For more local classic car owners, there's a high-end detailing service.
"It's not simply washing and waxing, but we're involved with products that are very unique," he said. "The detail portion of the business can make any car look incredible and have a very good longevity."
And for cars that need some fixing up, the new building is to provide space for a body shop with a spray booth for body and paint work.
"We'll be able to do a lot of things in-house," he said. "We'll have mechanical lists and tools and all those types of things."
"We deal with a lot of different types of cars," Putsch said. "But we specialize in convertibles, a fun summer car. A large percentage of the cars that we buy to resell are convertibles."

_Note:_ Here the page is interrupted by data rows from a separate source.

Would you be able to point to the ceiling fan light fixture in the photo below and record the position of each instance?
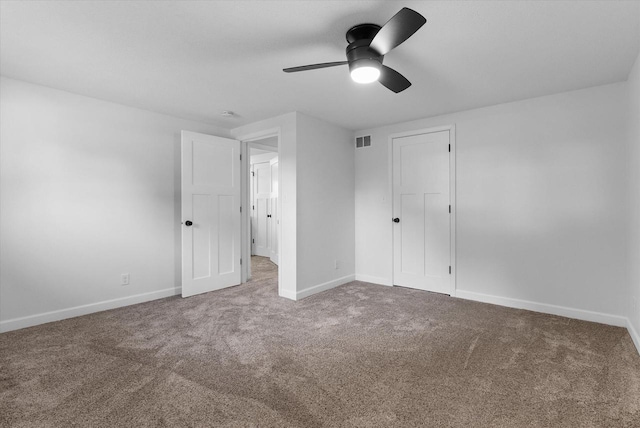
(365, 70)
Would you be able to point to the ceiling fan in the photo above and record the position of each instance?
(369, 43)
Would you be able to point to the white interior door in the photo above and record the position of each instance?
(210, 213)
(260, 211)
(421, 210)
(274, 218)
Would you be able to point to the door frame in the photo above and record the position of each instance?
(452, 195)
(247, 142)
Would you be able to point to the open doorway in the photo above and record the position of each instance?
(263, 231)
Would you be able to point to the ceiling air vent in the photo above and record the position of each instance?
(364, 141)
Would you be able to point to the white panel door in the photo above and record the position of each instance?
(260, 212)
(210, 213)
(274, 218)
(422, 223)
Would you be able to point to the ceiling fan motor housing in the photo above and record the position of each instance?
(358, 52)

But the business also handles trucks, motorcycles, coupes and sedans.
"It runs the gamut, really," he said. "Both European and American."
Recent examples include a 1998 Ferrari, a 1955 Thunderbird, a 1962 Thunderbird, a 1931 Studebaker convertible and a 1964 Studebaker pickup truck.
"Cars have to have a fun level, a rarity, a uniqueness," Putsch said. "As long as they're the rare kind of car or the kind that puts a smile on your face when driving it."
One of the attractions of older cars is the driving experience, Putsch said.
"Older cars from the '50s, '60s, '70s, they give you a whole different feel, a whole different experience," he said. "It might not be the smoothest shifting, but it's an experience, that passion of driving that you lose with today's modern cars.
"For a lot of people it brings back memories of the past," he said. "Drive-in movies and Jolly's. Our whole lives have revolved around cars.
"We don't sell cars, we're selling an experience," he said. "People who are reliving the past or trying to grab hold of the past."